Renewed Utility of Tyrosine Integrases
Authors:
Kelly P. Williams1*, Jesse Cahill1, Lauren G. Clark2, Michael C. Jewett2,3, Joseph S. Schoeniger1
Institutions:
1Sandia National Laboratories; 2Northwestern University; 3Stanford University
Abstract
The Intrinsic Control for Genome and Transcriptome Editing in Communities (InCoGenTEC) Science Focus Area aims to develop strategies for biocontainment, enable safe transformation of non-model prokaryotes using phage vectors, and understand gene mobility in microbial communities. The overall project goals are to: (1) mechanistically understand gene mobility events through comprehensive computational mapping of integrase- and transposon-driven mobility; (2) perform functional genomics studies to identify genes and pathways responsible for mobility and identify novel genes for use in biocontainment mechanisms; and (3) utilize prophages from a genomic island database to transform non-model microbes toward the goal of safe microbial community transformation.
DNA integrases catalyze recombination between specific attachment (att) sites on two circular DNAs: the attB site on a bacterial chromosome and the attP site on a pre-island circle. This results in a single circle with the genomic island precisely integrated into the chromosome. Integrases retain all DNA strands until after recombination is complete, forming covalent intermediates at either a catalytic tyrosine or serine residue depending on the protein family. If an att site is available for use in a locus, this reaction mechanism can provide an inherently more efficient and safer approach to genome editing than CRISPR methods which first introduce a double-stranded break in the chromosome. Additional safety and control come from the property of directionality: integrases require an additional partner protein (e.g., excisionase or recombination directionality factor) to catalyze the reverse excision reaction but not the forward integration reaction.

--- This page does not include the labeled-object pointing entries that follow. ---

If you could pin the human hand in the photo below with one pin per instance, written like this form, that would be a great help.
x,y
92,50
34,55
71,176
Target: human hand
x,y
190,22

Serine integrases have been favored for genome editing applications because tyrosine integrases are perceived to require additional protein factors from their bacterial hosts. This dependence on host factors, particularly the integration host factor (IHF), occurs for certain classical tyrosine integrases (e.g., phage lambda) but may not apply to integrases from the many bacterial phyla that do not harbor IHF genes, nor to all integrases from IHF+ species. Using project software to precisely map hundreds of thousands of tyrosine integrase att sites, the research team assembled a panel of diverse tyrosine integrases which were assayed using E. coli-based in vivo and cell-free assays. Many integrases from phyla not known to bear IHF genes were functional, even in IHF-deficient genetic backgrounds, and in cell-free assays where IHF was diluted ~10-fold.
This work demonstrates that bias against tyrosine integrases has resulted from a misperception; most are not dependent on host factors. Tyrosine integrases are ~8-fold more abundant than serine integrases, offering far more site-specificity. Vetting numerous tyrosine integrases by assay, with diverse site-specifities, is expected to expand safe gene editing biotechnology.
Funding Information
Sandia National Laboratories is managed and operated by National Technology & Engineering Solutions of Sandia, LLC, under the DOE National Nuclear Security Administration contract DE-NA0003525.